Standard Sirens as a novel probe of dark energy

TL;DR

This paper explores how gravitational wave observations, combined with lunar laser ranging and pulsar data, can be used to test models of dark energy that modify gravity's strength over time.

Contribution

It clarifies the roles of different observational constraints on gravitational couplings and highlights the potential of future gravitational wave data to probe dark energy.

Findings

LLR constrains matter-matter gravitational coupling G_N(t)

Binary pulsars and standard sirens constrain G_{gw}(t)

Future gravitational wave data will best test G_{gw}(t) and dark energy models

Abstract

Cosmological models with a dynamical dark energy field typically lead to a modified propagation of gravitational waves via an effectively time-varying gravitational coupling $G(t)$. The local variation of this coupling between the time of emission and detection can be probed with standard sirens.
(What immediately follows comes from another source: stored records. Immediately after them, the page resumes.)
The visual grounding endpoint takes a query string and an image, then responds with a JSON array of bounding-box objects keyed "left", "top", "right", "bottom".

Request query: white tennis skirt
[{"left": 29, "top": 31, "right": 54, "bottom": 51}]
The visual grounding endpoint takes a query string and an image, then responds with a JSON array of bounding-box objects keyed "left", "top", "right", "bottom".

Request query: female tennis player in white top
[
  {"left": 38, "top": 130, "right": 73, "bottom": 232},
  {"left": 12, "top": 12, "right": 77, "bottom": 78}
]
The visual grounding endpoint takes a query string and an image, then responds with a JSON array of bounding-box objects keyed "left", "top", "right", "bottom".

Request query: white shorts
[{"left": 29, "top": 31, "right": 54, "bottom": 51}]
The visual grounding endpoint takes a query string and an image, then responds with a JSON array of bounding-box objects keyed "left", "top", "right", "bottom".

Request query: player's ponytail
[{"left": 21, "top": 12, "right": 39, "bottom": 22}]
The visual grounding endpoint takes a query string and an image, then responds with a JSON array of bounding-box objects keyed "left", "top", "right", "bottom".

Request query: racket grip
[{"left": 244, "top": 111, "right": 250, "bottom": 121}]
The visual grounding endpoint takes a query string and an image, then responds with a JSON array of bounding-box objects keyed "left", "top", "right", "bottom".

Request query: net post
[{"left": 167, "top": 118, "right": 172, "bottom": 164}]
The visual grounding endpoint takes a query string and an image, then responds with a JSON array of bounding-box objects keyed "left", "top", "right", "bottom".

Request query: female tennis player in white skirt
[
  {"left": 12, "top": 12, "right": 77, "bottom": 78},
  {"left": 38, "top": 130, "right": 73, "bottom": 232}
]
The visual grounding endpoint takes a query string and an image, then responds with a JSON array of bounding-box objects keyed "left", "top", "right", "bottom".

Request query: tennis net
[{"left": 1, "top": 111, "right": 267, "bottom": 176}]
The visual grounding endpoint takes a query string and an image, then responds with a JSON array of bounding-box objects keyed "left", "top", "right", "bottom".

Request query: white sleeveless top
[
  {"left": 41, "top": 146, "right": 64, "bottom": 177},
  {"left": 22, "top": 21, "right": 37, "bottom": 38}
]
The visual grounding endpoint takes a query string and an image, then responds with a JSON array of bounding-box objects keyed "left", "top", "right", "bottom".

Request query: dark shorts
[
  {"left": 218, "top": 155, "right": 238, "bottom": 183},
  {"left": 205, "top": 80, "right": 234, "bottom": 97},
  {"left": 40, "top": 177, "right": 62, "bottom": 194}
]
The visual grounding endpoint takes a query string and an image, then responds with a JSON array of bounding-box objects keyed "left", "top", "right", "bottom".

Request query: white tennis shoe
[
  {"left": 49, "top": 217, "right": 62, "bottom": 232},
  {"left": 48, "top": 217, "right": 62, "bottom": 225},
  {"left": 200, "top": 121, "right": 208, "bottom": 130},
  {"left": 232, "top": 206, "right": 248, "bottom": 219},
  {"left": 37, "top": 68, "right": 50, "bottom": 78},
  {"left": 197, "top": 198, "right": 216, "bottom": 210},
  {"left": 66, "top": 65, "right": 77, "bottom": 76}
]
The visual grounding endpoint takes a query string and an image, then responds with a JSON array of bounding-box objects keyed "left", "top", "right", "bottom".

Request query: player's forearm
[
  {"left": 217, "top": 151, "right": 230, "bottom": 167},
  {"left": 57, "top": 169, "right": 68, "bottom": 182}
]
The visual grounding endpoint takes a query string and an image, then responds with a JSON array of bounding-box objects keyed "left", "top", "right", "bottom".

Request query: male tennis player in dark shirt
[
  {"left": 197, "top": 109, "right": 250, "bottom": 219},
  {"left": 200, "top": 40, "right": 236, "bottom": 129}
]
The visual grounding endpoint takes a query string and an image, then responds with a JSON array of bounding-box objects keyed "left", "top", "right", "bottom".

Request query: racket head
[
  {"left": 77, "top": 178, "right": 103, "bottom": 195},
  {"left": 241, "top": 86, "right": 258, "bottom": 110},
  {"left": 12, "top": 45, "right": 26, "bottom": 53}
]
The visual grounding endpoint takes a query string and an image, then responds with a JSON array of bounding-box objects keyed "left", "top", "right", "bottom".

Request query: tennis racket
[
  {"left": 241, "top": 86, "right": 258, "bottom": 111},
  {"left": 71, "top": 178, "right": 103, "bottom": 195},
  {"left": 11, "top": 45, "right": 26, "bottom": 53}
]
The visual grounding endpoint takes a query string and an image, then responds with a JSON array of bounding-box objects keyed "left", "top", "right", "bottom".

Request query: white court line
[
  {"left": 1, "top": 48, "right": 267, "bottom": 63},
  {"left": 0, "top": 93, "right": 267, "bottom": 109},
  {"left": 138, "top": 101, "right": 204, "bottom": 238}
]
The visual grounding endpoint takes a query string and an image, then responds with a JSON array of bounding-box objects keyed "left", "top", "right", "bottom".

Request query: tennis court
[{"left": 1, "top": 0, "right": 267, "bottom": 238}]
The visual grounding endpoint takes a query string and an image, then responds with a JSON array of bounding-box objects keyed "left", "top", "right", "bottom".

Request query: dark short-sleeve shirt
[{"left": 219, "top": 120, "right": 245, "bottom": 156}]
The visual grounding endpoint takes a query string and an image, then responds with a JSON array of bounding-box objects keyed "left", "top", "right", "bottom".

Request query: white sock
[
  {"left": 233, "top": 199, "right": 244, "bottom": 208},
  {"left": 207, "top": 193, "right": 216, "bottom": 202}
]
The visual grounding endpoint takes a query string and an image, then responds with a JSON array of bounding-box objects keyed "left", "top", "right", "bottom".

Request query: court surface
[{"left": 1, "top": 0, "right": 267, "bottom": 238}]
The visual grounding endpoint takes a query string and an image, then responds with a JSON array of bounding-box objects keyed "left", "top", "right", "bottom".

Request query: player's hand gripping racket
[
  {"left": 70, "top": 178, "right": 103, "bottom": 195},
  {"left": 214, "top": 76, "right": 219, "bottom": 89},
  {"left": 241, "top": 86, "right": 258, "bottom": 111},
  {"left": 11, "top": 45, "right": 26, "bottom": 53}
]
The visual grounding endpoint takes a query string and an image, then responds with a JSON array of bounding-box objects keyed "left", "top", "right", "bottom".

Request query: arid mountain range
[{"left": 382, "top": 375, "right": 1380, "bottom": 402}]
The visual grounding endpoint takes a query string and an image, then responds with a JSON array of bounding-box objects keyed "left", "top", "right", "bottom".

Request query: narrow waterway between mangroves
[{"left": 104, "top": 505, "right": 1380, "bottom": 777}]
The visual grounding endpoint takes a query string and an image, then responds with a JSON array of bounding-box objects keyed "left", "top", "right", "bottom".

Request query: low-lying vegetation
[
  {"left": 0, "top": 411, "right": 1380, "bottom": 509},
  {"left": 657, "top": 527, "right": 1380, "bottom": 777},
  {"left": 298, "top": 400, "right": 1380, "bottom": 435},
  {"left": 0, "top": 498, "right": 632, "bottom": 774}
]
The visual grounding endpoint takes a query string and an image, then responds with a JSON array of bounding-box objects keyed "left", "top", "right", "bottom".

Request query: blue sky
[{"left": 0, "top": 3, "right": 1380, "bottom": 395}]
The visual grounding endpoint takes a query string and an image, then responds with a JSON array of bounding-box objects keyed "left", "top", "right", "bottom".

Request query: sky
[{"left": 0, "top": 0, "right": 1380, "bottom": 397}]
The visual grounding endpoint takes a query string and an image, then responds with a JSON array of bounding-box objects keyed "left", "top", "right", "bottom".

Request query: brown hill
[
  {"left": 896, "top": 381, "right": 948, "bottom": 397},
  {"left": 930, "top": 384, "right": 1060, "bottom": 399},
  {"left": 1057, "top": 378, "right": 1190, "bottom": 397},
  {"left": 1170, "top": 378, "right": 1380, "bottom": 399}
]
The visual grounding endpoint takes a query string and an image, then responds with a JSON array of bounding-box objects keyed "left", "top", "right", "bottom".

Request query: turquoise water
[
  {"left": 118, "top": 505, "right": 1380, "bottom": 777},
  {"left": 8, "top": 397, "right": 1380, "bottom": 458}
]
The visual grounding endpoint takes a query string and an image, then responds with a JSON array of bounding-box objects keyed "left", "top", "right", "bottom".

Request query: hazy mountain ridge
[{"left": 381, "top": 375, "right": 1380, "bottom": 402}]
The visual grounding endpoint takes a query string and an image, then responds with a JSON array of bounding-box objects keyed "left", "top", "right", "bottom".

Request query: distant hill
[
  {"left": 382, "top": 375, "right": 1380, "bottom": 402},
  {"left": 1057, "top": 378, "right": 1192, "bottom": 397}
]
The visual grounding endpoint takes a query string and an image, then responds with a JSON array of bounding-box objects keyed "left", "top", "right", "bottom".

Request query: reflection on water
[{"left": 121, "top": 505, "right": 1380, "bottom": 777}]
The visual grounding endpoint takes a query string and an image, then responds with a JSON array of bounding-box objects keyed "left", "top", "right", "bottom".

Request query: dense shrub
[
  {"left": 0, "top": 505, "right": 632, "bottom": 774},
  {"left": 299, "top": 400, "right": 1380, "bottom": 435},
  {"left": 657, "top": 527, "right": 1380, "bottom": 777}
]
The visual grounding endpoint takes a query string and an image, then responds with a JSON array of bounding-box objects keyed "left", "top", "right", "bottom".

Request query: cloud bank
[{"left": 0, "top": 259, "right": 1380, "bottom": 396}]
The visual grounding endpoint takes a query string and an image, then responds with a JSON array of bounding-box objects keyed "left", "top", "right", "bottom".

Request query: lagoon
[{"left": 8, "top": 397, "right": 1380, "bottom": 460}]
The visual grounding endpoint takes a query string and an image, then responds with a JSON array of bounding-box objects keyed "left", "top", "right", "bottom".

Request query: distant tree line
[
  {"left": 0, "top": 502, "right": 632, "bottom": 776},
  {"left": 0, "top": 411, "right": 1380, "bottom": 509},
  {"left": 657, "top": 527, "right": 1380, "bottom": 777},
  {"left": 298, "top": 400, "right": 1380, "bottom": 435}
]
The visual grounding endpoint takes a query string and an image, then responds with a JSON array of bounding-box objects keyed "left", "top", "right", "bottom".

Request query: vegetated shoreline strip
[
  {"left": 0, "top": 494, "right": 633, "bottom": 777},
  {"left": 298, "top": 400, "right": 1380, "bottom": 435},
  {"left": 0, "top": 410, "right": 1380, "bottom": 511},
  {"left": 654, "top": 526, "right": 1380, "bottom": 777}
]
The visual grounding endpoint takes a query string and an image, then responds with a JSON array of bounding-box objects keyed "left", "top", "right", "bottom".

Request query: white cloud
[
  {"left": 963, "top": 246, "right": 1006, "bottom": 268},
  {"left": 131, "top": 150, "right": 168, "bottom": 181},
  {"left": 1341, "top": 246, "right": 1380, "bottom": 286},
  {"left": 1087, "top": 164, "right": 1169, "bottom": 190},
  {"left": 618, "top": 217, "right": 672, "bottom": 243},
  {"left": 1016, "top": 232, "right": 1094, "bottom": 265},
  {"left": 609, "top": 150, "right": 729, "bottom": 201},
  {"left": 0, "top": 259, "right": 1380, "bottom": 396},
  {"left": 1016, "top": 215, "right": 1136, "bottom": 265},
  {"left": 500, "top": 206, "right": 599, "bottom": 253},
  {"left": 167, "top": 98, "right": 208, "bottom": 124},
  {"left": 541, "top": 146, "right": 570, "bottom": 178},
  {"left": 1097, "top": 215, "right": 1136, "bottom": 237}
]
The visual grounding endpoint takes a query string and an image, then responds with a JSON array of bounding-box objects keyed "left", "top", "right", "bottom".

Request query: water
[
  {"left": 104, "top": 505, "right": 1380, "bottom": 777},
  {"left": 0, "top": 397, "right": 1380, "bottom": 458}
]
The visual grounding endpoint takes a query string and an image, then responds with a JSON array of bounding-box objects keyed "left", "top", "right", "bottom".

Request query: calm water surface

Here we discuss the role that Lunar Laser Ranging (LLR) and binary pulsar constraints play in the prospects of constraining $G(t)$ with standard sirens. In particular, we argue that LLR constrains the matter-matter gravitational coupling $G_N(t)$, whereas binary pulsars and standard sirens constrain the quadratic kinetic gravity self-interaction $G_{gw}(t)$. Generically, these two couplings could be different in alternative cosmological models, in which case LLR constraints are irrelevant for standard sirens. We use the Hulse-Taylor pulsar data and show that observations are highly insensitive to time variations of $G_{gw}(t)$ yet highly sensitive to $G_N(t)$. We thus conclude that future gravitational waves data will become the best probe to test $G_{gw}(t)$, and will hence provide novel constraints on dynamical dark energy models.